[Rd] vcov and survival
Fox, John
jfox at mcmaster.ca
Thu Nov 2 22:23:17 CET 2017
Dear Martin,
Thank you for taking care of this.
Best,
John
> -----Original Message-----
> From: Martin Maechler [mailto:maechler at stat.math.ethz.ch]

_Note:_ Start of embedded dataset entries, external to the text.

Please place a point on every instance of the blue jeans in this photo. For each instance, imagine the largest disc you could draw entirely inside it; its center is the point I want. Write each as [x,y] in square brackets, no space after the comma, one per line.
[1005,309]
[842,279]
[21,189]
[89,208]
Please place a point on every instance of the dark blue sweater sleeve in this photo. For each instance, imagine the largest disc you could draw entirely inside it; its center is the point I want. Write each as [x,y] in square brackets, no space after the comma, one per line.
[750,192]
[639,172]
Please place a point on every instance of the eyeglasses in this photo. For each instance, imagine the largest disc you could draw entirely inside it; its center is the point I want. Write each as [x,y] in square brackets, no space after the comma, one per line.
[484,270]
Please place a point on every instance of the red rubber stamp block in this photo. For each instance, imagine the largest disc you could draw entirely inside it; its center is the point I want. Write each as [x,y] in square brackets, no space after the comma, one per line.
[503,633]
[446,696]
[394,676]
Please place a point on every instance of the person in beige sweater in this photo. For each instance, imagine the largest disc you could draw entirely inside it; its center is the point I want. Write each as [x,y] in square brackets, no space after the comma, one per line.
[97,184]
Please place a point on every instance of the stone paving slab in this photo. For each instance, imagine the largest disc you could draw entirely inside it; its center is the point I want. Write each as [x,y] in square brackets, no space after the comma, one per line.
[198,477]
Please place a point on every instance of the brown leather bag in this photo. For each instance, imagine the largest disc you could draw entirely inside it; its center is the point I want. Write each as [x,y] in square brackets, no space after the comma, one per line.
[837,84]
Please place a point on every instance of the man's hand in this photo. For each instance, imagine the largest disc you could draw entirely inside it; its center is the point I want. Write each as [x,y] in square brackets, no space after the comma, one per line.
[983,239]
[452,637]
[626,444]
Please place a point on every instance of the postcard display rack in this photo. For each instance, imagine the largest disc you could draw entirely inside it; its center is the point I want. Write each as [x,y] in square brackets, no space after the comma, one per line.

> Sent: Thursday, November 2, 2017 4:59 PM
> To: Fox, John <jfox at mcmaster.ca>
> Cc: Martin Maechler <maechler at stat.math.ethz.ch>; Therneau, Terry M.,
> Ph.D. <therneau at mayo.edu>; r-devel at r-project.org
> Subject: RE: [Rd] vcov and survival
>
> >>>>> Fox, John <jfox at mcmaster.ca>
> >>>>> on Thu, 14 Sep 2017 13:46:44 +0000 writes:
>
> > Dear Martin, I made three points which likely got lost
> > because of the way I presented them:
>
> > (1) Singularity is an unusual situation and should be made
> > more prominent. It typically reflects a problem with the
> > data or the specification of the model. That's not to say
> > that it *never* makes sense to allow singular fits (as in
> > the situations you mentions).
>
> > I'd favour setting singular.ok=FALSE as the default, but
> > in the absence of that a warning or at least a note. A
> > compromise would be to have a singular.ok option() that
> > would be FALSE out of the box.
>
> > Any changes would have to be made very carefully so as not
> > to create chaos.
>
> I for one, am too reluctant to want to change the default there.
>
> > That goes for the points below as well.
>
> > (2) coef() and vcov() behave inconsistently, which can be
> > problematic because one often uses them together in code.
>
> indeed; and I had agreed on that.
> As of today, in R-devel only they now behave compatibly.
> NEWS entry
>
> • The “default” ("lm" etc) methods of vcov() have gained new
> optional argument complete = TRUE which makes the vcov() methods
> more consistent with the coef() methods in the case of singular
> designs. The former behavior is now achieved by vcov(*,
> complete=FALSE).
>
>
> > (3) As you noticed in your second message, lm() has a
> > singular.ok argument and glm() doesn't.
>
> and that has been amended even earlier (a bit more than a month
> ago) in R-devel svn rev 73380 with NEWS entry
>
> • glm() and glm.fit get the same singular.ok=TRUE argument that
> lm() has had forever. As a consequence, in glm(*, method =
> <your_own>), user specified methods need to accept a singular.ok
> argument as well.
>
> > I'll take a look at the code for glm() with an eye towards
> > creating a patch, but I'm a bit reluctant to mess with the
> > code for something as important as glm().
>
> and as a matter of fact you did send me +- the R code part of that change.
>
> My current plan is to also add the 'complete = TRUE' option to the "basic"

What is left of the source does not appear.